5/6/08

FERNANDO LISBOA

FERNANDO LISBOA – “CV RESUMIDO”

“Graduation in Architecture, FA-UP (Architecture School – Porto University) 1990. Arch. at Porto. Lecturer FA-UP.
Research interests: architectural drawing; semiotic; computer graphics. Mainly: drawing as method of knowledge, architecture as Art.
Currently: PhD student, FA-UP, since May 2000. Dissertation preliminary title: "Architectural Drawings: Objects and Images of Architecture within the Semiotics of C. S. Peirce. Supervisors: Domingos Tavares, FA-UP, e Vasco Branco, CA-UAveiro.
Director of Computer Graphics Laboratory, FA-UP, 1992-1999. Lecturer of CAAD I & CAAD II, FA-UP, 1992-1999. Lecturer of Project III, FA-UP, 1998-2000. Author of Desenho de Arquitectura Assistido por Computador (Porto, FA-UP Publicações, 1997), "www.arquitectura" in O Futuro da Internet – Estado da arte e tendências de evolução (ed. José Augusto Alves, Pedro Campos e Pedro Quelhas Brito, Edições Centro Atlântico, 1999) "Drawing Bits – Media Technology and Architectural Representation" in The Lisbon Charrette, Remote Collaborative Design (ed. William Mitchell, João Bento e José Pinto Duarte, IST Press, Lisboa, 1999). Sept & Dec 1994: invited to Alberti Euroconference on Precedents in Creative Design, St. Michael, Cambridge University, & Dept. of Architecture, Delft University, Delft. May 1995: Inter-Disciplinary Conference on Understanding Creativity, British Society for Aesthetics, coord. Prof. Andrew Harrison, Centre for Cognitive Issues in the Arts, University of Bristol, Bristol. Member of Peirce-L Telecommunity – Philosophical Forum on Charles Sanders Peirce. Eurographics 2001 Member.”
(Fernando Lisboa, “cv resumido”, in: http://home.kqnet.pt/id010313/index.html, acessed 1-5-2008)

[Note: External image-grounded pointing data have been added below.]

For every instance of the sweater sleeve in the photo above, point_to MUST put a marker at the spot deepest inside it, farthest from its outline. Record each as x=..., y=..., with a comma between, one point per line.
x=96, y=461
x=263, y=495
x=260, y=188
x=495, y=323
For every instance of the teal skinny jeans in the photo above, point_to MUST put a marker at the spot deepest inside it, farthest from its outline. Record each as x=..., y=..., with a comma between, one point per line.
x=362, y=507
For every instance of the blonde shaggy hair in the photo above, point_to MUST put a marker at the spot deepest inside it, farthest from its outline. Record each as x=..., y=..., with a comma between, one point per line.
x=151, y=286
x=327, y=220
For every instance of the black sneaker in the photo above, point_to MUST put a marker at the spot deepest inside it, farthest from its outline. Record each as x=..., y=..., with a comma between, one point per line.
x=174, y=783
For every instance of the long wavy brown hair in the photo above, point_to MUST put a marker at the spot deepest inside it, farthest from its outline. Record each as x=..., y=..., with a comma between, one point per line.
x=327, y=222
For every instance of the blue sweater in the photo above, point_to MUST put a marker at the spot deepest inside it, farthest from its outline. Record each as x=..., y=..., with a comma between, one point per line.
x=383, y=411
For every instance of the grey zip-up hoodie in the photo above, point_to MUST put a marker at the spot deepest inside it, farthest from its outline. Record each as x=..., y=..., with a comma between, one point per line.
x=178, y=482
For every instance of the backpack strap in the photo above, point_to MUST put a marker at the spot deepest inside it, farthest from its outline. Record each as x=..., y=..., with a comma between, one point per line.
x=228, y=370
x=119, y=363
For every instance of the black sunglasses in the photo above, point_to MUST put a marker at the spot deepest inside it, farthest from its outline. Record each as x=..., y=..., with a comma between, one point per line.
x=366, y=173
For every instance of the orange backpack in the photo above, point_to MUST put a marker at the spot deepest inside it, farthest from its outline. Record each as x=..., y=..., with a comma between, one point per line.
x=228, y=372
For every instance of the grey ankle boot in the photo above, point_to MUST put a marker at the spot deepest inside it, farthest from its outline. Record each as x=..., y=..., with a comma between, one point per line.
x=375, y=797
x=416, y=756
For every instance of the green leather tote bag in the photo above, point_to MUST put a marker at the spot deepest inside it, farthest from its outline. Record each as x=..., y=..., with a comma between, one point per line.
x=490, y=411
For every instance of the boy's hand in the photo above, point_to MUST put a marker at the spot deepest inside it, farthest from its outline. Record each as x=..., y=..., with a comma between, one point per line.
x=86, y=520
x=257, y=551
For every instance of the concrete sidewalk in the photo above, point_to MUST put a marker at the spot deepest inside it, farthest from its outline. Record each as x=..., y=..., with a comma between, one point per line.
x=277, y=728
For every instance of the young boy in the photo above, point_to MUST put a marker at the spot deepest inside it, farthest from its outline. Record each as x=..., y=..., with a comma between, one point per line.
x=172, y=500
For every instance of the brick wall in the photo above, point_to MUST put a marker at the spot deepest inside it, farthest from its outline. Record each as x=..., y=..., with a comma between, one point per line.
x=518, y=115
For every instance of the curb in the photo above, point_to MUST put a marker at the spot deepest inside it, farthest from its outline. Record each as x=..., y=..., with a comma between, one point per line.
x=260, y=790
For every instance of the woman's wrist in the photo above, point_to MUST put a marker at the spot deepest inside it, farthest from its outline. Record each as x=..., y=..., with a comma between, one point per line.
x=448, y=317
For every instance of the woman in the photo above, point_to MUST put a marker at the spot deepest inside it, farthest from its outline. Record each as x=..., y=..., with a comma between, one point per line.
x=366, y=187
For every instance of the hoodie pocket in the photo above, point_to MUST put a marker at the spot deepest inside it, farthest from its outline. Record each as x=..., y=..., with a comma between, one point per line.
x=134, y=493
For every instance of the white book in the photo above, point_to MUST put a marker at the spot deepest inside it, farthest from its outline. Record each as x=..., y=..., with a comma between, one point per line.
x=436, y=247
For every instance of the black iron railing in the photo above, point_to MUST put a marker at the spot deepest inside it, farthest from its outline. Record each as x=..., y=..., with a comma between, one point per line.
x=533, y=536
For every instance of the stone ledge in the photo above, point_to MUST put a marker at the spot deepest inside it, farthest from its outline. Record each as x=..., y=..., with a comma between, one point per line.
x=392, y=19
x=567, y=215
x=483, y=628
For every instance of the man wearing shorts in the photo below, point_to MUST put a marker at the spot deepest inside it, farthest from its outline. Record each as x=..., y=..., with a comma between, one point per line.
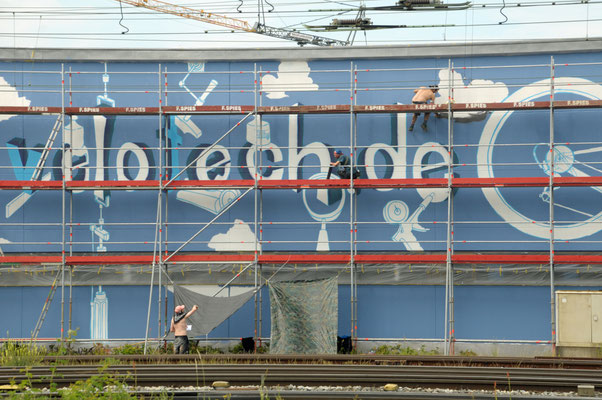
x=423, y=96
x=178, y=326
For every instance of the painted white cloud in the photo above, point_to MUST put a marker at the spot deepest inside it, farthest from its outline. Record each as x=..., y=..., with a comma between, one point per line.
x=477, y=91
x=292, y=76
x=238, y=238
x=10, y=97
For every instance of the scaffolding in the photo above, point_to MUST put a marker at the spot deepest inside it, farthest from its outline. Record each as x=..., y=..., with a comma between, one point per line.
x=161, y=253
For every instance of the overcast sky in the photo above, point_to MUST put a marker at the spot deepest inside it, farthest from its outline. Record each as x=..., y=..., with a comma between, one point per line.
x=100, y=23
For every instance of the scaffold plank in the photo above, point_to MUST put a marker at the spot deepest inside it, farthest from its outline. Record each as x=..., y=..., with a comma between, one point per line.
x=312, y=258
x=303, y=109
x=308, y=183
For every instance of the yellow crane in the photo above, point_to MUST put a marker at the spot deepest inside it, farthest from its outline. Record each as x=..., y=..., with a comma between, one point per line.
x=233, y=23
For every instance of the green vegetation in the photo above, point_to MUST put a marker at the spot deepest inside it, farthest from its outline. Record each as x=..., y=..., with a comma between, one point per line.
x=103, y=386
x=398, y=350
x=21, y=354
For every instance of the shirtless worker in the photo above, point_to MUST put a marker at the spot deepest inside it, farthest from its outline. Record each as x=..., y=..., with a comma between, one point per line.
x=423, y=96
x=178, y=326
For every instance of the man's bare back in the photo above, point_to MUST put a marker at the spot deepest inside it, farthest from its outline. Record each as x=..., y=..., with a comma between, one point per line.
x=423, y=94
x=179, y=328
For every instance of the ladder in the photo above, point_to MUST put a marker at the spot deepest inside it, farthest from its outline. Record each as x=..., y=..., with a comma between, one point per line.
x=44, y=312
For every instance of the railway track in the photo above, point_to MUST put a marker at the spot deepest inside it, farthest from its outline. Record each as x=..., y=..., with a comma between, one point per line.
x=277, y=372
x=314, y=375
x=361, y=359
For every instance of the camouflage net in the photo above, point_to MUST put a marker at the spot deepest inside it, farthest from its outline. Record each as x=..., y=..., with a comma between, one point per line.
x=304, y=317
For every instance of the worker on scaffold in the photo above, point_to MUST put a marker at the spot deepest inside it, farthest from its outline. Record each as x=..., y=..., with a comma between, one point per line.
x=180, y=328
x=423, y=96
x=343, y=166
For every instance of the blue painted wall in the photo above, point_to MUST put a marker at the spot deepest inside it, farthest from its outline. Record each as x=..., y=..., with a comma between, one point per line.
x=493, y=219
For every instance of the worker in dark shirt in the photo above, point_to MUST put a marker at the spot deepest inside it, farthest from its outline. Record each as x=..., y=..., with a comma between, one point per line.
x=342, y=165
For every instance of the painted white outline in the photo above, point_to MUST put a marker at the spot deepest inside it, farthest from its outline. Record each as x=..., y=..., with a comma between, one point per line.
x=577, y=86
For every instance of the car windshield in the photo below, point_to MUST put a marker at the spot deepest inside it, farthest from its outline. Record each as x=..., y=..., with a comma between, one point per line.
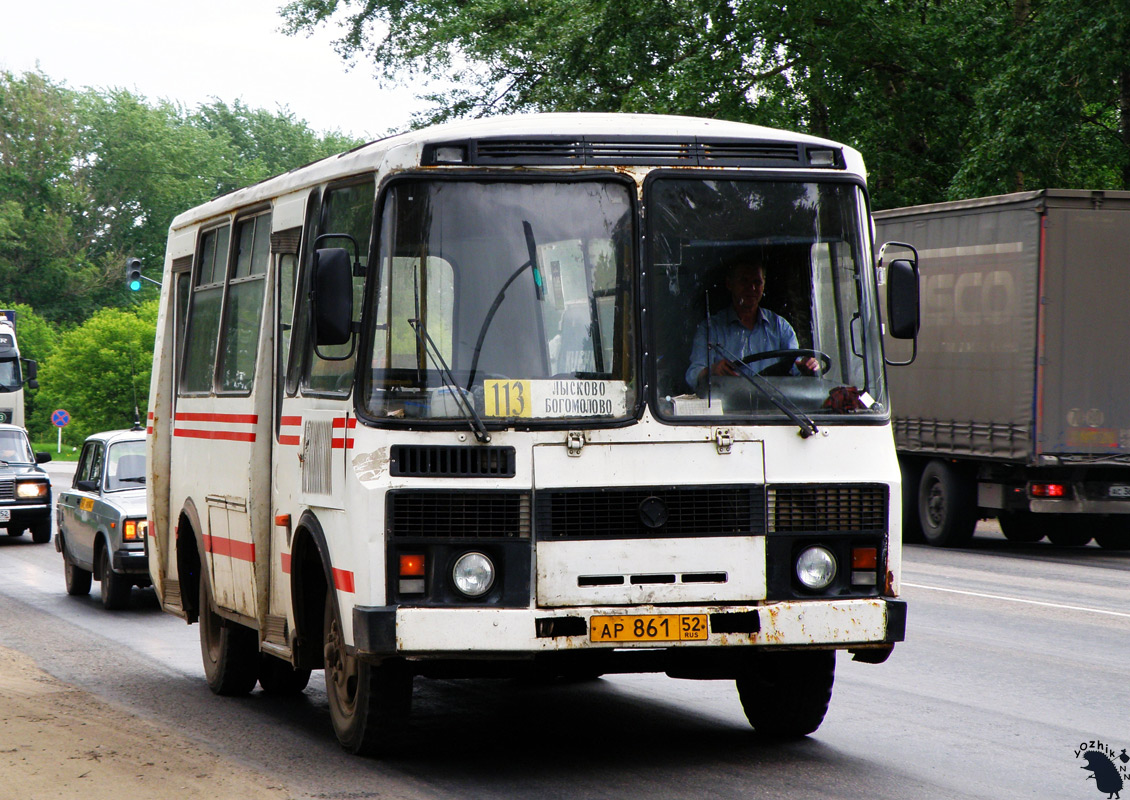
x=125, y=466
x=15, y=448
x=761, y=288
x=503, y=300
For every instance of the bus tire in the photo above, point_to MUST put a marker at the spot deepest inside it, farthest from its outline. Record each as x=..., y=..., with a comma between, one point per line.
x=113, y=588
x=279, y=678
x=368, y=703
x=947, y=505
x=229, y=651
x=787, y=695
x=1022, y=527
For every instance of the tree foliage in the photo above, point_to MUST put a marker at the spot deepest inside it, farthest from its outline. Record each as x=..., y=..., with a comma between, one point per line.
x=98, y=372
x=946, y=98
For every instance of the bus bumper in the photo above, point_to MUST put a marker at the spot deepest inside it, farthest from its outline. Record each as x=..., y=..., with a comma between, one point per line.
x=468, y=633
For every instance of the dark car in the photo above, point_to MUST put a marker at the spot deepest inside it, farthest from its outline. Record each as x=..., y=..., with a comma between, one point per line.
x=102, y=519
x=25, y=488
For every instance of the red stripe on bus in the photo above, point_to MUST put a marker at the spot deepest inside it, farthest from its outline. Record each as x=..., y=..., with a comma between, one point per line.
x=223, y=546
x=342, y=580
x=231, y=435
x=237, y=418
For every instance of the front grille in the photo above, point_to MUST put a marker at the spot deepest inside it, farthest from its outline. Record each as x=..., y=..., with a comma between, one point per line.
x=437, y=461
x=459, y=514
x=649, y=150
x=667, y=511
x=843, y=507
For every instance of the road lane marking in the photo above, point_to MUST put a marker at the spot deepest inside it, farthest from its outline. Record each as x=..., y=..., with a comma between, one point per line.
x=1029, y=602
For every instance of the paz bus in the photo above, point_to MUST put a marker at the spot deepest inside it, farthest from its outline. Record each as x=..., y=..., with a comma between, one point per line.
x=420, y=410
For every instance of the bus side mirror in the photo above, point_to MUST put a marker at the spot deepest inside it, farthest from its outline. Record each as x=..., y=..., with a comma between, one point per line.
x=332, y=296
x=903, y=313
x=33, y=371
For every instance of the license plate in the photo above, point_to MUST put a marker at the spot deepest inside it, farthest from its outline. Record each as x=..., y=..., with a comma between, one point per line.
x=659, y=627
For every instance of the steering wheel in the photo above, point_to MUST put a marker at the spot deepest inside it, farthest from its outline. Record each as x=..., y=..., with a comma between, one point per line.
x=785, y=359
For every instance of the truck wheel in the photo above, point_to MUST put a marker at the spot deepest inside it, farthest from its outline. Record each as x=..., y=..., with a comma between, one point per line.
x=41, y=532
x=78, y=580
x=1070, y=531
x=115, y=589
x=279, y=678
x=1113, y=532
x=785, y=695
x=368, y=703
x=1022, y=527
x=912, y=476
x=947, y=505
x=229, y=651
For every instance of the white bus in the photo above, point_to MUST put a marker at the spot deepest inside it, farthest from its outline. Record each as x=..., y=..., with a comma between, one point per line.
x=422, y=409
x=12, y=375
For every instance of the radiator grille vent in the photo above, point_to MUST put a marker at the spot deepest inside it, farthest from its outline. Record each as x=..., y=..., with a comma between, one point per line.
x=651, y=512
x=459, y=514
x=424, y=461
x=851, y=507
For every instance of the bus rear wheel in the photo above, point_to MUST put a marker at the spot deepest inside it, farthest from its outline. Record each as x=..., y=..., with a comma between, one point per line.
x=368, y=703
x=787, y=695
x=228, y=650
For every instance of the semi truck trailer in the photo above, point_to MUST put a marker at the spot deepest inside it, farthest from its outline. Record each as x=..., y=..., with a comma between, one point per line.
x=1017, y=402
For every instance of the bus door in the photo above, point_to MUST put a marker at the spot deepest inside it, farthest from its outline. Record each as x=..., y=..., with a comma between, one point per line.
x=222, y=425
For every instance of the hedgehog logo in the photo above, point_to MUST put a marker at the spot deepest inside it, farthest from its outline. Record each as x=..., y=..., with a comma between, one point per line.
x=1106, y=766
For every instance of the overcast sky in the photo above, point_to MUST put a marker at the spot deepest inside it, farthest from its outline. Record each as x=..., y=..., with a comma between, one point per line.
x=196, y=50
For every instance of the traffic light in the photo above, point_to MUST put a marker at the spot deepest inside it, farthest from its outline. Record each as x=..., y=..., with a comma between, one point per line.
x=133, y=274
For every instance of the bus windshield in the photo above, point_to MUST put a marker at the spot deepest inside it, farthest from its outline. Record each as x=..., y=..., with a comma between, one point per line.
x=761, y=288
x=512, y=296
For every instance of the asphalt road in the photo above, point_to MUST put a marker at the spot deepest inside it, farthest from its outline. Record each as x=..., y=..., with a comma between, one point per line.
x=1015, y=655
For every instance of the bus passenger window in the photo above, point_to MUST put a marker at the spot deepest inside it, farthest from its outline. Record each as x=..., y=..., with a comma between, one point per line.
x=243, y=312
x=203, y=312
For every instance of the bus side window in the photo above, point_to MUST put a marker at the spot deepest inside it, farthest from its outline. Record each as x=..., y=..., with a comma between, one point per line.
x=202, y=325
x=244, y=307
x=345, y=210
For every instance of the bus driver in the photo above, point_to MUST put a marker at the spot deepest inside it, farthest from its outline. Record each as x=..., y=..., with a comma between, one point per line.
x=744, y=328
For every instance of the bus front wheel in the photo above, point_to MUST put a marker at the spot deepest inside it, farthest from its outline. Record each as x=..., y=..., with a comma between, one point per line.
x=787, y=695
x=368, y=703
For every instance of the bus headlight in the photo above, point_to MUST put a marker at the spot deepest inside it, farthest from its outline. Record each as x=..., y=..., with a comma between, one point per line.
x=816, y=567
x=474, y=574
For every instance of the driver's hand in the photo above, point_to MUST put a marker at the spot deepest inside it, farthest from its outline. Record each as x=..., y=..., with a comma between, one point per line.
x=809, y=366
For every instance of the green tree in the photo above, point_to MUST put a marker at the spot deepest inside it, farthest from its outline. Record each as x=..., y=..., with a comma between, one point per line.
x=100, y=371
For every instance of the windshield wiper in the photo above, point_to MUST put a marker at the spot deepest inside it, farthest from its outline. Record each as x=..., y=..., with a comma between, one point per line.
x=464, y=406
x=774, y=394
x=539, y=292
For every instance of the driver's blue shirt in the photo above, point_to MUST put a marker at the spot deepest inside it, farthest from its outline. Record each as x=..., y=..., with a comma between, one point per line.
x=770, y=332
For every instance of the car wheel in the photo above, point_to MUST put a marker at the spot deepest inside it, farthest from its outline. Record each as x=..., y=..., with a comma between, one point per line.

FERNANDO LISBOA, “SHORT OUTLINE BY ESSENTIAL READINGS”“Short Outline followed by Essential Readings

Which are Peirce's key concepts? Hard question since
Peirce's philosophy is so large and complex that each of
us will refract his discourse according to our own
concerns. Anyway, there is the concept of Sign and
Semiosis and Interpretant and Immediate Object and
Dynamic Object , the latter one seeming to re-ference, to re-interpret, the classic notion of Substance. Nevertheless, I and You, I'm sure, we would want to choose this one: INQUIRY, meaning Research, Investigation, Questioning. It is
all about stressing doubt, endless doubt, our fallible
and lonely condition as individuals towards an uneasy world
to live in -- `vae soli'. The harassment of Reality or, as
Peirce puts it, the Outward Clash, does not abandon us
never. Indeed, Reality has the eccentric habit of
reacting or resisting upon our conveniences or
pleasures. How can one deals with the clash, the
affluence of reality? Battling for truth, I suppose. Now:
what is Truth? Like Pilatos facing Jesus, before waching
his hands. Is this truth?, I ask myself against anything
that seems unreal. But then, what is Reality? Peirce
offers us precious insights on these questions by
proposing other kind of questions: first, not what is
Truth, but how can we get it; second, not what is
Reality but how can we surround it and appease it.
Regarding the former: never. Regarding the latter:
never. Since: ``The cognitions which thus reach us by
[...] infinite series of inductions and hypotheses […] are
of two kinds, the true and the untrue, or cognitions
whose objects are real and those whose objects are
unreal. And what do we mean by the real? [...] It is a
conception which we must first have had when we
discovered that there was an unreal, an illusion; that is,
when we first corrected ourselves. Now the distinction
for which alone this fact logically called, was between
an ens relative to private inward determinations, to the
negations belonging to idiosyncrasy, and an ens such as
would stand in the long run. The real, then, is that
which, sooner or later, information and reasoning would
finally result in, and which is therefore independent of
the vagaries of me and you" (On Some Consequences of
Four Incapacities Claimed For Man, 1868, CP 5.311). Peirce was quite outsanding as a scientist, as a mathematician and s a philosopher -- also as someone that endured the bitter taste of living. His discovery that reasoning can be thought of as having three basic modes -- deductive, inductive, and abductive -- is only one of many several proposals he made. Comparing Peirce with Aristotle, Aquina and Kant: equal among equals.”